Lizabeth smiled back. “I reserve the right to do something dumb once in a while.”
“As long as you remember a doctor does not put nightshade in her eyes,” Kat said. “It makes a bad impression.”
The others looked puzzled.
“You should talk to my father,” Rose suggested.
“I did. He’s been giving me advice. Rose, he’s wonderful!”
Rose smiled, pleased.
Kat looked thoughtful. “My dream hasn’t changed. It’s still art school, in Boston or New York, but I’m not just dreaming anymore. I mean, I’m saving up my gift paper money. I have time to do a lot of saving. And I’m finding out about scholarships.”
“My dream is still horses,” Rose admitted.
“Well, that’s a big surprise.” Amanda laughed.
“After high school, I’d love to have a ranch where
I’d train and breed horses. Maybe out west. Mustangs and Palominos! And I’d have space to take in abused and abandoned carriage horses. What about you, Amanda?”
Amanda shrugged. “I guess I just want a husband and children someday.”
They fell silent. Lizabeth was sure the others were thinking of Jed Langford, too, but no one mentioned him. Her father’s disapproval made Amanda too unhappy.
“Now wait, Rose, before we leave your ranch in the west. Do you see a certain man among the horses?” Lizabeth teased.
Rose seemed to glow. “Chris likes the idea of ranching as much as I do. He loves the outdoors.”
“You mean—have you actually talked about it?” Lizabeth was surprised.
“Well, yes. We talk about everything. A shared dream is the best kind.”
“Does that mean you’re serious? Are you engaged?” Lizabeth asked.
“We’re too young to be engaged, but we’re…I guess, engaged to be engaged to be engaged.”
“I’m not even trying to figure that out,” Kat said.
Rose smiled at Lizabeth. “Someday, I might be your sister. Only in-law, but—” She suddenly stopped and looked distressed.
“It’s all right,” Lizabeth said. “You’re allowed to say the word ‘sister’ in front of me. You don’t have to be so careful with me.” Nothing anyone did would bring Tracy back, she thought. Maybe someday I’ll learn how to heal other children. She shook off the sadness. “Forget ‘in-law.’ All three of you are my sisters in every way that counts.”

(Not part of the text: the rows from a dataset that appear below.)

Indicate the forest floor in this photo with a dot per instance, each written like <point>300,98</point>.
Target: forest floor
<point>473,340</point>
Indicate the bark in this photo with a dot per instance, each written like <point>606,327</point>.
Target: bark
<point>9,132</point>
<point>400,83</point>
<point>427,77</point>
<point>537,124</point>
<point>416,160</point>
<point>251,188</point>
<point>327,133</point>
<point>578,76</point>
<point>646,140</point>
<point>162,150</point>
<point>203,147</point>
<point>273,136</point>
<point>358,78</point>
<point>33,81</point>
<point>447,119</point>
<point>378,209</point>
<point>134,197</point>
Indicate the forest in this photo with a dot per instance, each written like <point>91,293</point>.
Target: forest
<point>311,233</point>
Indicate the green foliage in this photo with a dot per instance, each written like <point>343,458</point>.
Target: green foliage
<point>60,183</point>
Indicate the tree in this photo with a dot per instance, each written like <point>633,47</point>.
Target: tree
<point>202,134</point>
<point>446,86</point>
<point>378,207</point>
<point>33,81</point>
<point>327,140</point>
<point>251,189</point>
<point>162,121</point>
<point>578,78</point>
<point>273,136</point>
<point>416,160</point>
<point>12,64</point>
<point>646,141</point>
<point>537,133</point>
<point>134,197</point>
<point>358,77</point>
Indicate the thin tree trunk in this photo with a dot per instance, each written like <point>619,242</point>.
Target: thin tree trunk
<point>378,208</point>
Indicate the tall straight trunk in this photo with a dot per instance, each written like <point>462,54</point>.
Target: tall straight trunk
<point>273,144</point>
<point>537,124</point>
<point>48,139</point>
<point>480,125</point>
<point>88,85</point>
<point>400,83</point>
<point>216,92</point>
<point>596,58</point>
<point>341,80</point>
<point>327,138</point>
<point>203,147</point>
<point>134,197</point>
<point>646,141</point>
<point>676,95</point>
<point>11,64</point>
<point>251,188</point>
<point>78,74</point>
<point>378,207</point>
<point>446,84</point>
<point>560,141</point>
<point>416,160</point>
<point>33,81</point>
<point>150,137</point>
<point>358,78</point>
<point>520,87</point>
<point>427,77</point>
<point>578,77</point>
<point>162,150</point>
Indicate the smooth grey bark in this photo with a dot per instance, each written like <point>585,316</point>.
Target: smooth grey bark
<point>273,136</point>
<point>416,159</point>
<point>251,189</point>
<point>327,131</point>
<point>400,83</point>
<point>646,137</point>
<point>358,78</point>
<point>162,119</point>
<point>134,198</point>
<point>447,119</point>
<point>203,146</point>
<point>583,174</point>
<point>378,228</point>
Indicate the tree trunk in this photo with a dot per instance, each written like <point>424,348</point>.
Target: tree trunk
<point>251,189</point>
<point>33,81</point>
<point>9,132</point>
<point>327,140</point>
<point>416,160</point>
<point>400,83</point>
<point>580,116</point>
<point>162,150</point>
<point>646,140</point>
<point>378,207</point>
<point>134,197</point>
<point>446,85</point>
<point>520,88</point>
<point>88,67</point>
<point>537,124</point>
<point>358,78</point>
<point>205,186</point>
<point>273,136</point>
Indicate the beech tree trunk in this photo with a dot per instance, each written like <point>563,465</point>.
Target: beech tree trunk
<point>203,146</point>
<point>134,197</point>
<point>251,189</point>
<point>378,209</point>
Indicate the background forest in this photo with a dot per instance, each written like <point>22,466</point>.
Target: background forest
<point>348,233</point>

“We were born a week apart,” Kat said, “so Lizabeth and I are sort of twins.”
Everyone broke into laughter.
“Surely not identical.” Lizabeth giggled.
“All right,” Kat smiled, “maybe not.”
“The four of us, sisters,” Rose said. “I do like that.”
“Four forever,” Amanda said, “in our special place.”
They stood hushed at the window. They held hands and looked out at the moon and the stars. The light slowly turned in its circle.